Quality of Child Care in Early Years Has Long-Lasting Impact
The quality of children’s care in the first few years of life can have a small but long-lasting impact on the child’s learning and behavior, according to a new federally-funded study from the National Institute of Child Health and Human Development.
The study tracked more than 1,300 children since 1991 in Arkansas, California, Kansas, Massachusetts, North Carolina, Pennsylvania, Virginia, Washington and Wisconsin. The children were from various ethnicities, races, and socioeconomic backgrounds. Data collected included information about the type of care received – whether the custodian was a parent, relative, nanny, or day-care setting – and the number of hours in child care.
Quality was assessed based on observations that included caregiver’s warmth, sensitivity, emotional support, and how much cognitive stimulation they provided.
They found that obedience and academic problems among those who received low-quality health care in the first 4 ½ years of life persisted even through the child’s 15th birthday. The kids who received high-quality care scored better on tests measuring math, reading, and other cognitive skills throughout elementary school. Those with high-quality care also engaged in fewer problem behaviors as teenagers, such as arguing, being mean to others and getting into fights.
Longer hours in child care did appear to have an effect. Those who spent more hours in care of any kind were more likely to engage in impulsive and risky behaviors.

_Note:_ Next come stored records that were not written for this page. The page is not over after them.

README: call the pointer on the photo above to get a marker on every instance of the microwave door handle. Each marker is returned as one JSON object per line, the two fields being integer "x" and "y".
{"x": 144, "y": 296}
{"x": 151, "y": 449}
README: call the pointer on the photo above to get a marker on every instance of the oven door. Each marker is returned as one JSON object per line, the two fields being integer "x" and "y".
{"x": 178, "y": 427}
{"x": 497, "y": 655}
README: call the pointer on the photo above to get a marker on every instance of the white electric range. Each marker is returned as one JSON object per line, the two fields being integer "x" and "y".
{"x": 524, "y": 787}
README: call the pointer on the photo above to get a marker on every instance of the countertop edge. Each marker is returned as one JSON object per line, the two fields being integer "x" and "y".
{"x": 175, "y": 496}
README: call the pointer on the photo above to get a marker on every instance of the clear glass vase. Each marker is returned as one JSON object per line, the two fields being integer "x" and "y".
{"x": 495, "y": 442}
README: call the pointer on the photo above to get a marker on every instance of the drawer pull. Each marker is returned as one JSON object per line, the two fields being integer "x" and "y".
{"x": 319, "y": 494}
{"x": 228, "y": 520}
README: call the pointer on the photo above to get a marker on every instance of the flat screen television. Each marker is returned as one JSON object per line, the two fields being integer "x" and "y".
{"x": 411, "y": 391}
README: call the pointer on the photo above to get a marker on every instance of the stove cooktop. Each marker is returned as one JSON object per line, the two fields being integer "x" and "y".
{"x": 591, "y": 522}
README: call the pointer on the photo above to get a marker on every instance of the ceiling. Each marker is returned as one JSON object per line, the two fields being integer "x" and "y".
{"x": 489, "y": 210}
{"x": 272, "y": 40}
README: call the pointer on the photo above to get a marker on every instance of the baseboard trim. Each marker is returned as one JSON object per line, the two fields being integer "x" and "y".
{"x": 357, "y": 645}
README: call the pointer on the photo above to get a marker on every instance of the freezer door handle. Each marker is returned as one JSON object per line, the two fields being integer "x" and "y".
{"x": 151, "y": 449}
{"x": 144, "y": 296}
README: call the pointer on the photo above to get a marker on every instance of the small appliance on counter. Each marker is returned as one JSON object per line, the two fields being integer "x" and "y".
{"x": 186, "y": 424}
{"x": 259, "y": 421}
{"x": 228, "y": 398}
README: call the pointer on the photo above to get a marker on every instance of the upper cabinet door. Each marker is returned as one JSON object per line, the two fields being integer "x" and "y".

Although the difference was small, the long-lasting effects surprised the researchers. "The fact that you have this persistent association is pretty remarkable," said James A. Griffin of the NICHHD. The researchers had speculated that the negative effects of lower-quality care would disappear over the childhood experience as they were influenced by new peers and teachers in public schools.
The researchers plan to continue to follow the children into adulthood. "The likelihood is these can affect children throughout their lives, and not just low-income children," said Ellen Galinsky, president of the Families and Work Institute, a nonprofit research center.
National statistics indicate that more than 80% of kids spend some time in day care by age 4, according to Albert Wat, research director of Pre-K Now, a campaign of the Pew Center on the states.